Conventional NoCs convert multicast messages into multiple unicast messages. This causes sharp increases in traffic injection rates, which ultimately lead to high queuing delays and poor system performance. To eliminate these queuing delays and improve the latency in delivering multicast messages in mesh NoCs, path multicast methodologies have been proposed. In a path multicast methodology, for each multicast message, the overall mesh network is divided into multiple destination regions. The number of such regions and the size of the each destination region is determined by the source node of the message and the variation of the adopted path multicast algorithm. For each destination region, one copy of the original multicast message is created and this copy is routed across all the destinations of the region in ascending/descending order of the destination node addresses. As we show later, for cache-coherence-induced traffic patterns, the path multicast methodology can lead to large destination regions, which require a high number of hops to distribute the multicast messages. This ultimately leads to high network latency and poor system performance.

A dynamic path multicast mechanism where the network is recursively divided into multiple small destination regions is proposed. However, for all path multicast mechanisms, at each destination along a path, the header flit is needed to be repackaged with updated list of destinations. Hence, path multicast mechanism requires complex router architectures.

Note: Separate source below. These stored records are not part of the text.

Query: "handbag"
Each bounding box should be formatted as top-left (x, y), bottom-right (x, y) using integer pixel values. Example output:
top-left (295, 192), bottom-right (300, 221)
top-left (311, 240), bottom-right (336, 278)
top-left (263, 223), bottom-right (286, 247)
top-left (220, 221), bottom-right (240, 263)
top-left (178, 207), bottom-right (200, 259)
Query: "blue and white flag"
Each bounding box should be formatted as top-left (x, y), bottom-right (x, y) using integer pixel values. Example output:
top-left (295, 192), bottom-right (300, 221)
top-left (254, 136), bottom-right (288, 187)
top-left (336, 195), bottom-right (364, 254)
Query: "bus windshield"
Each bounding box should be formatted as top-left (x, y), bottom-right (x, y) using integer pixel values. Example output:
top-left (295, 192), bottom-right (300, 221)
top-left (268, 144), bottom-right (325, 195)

The XY-tree multicast mechanism for mesh NoCs has been proposed. Under this methodology, the multicast message is first forwarded from the source node to all the intermediate nodes lying in the same row. The message is then replicated at these intermediate nodes and a copy of the original message is forwarded to all the destinations lying in the same column. Unlike the path-based multicast mechanism, XY-tree multicast does not require a complex router and involves simple message forwarding.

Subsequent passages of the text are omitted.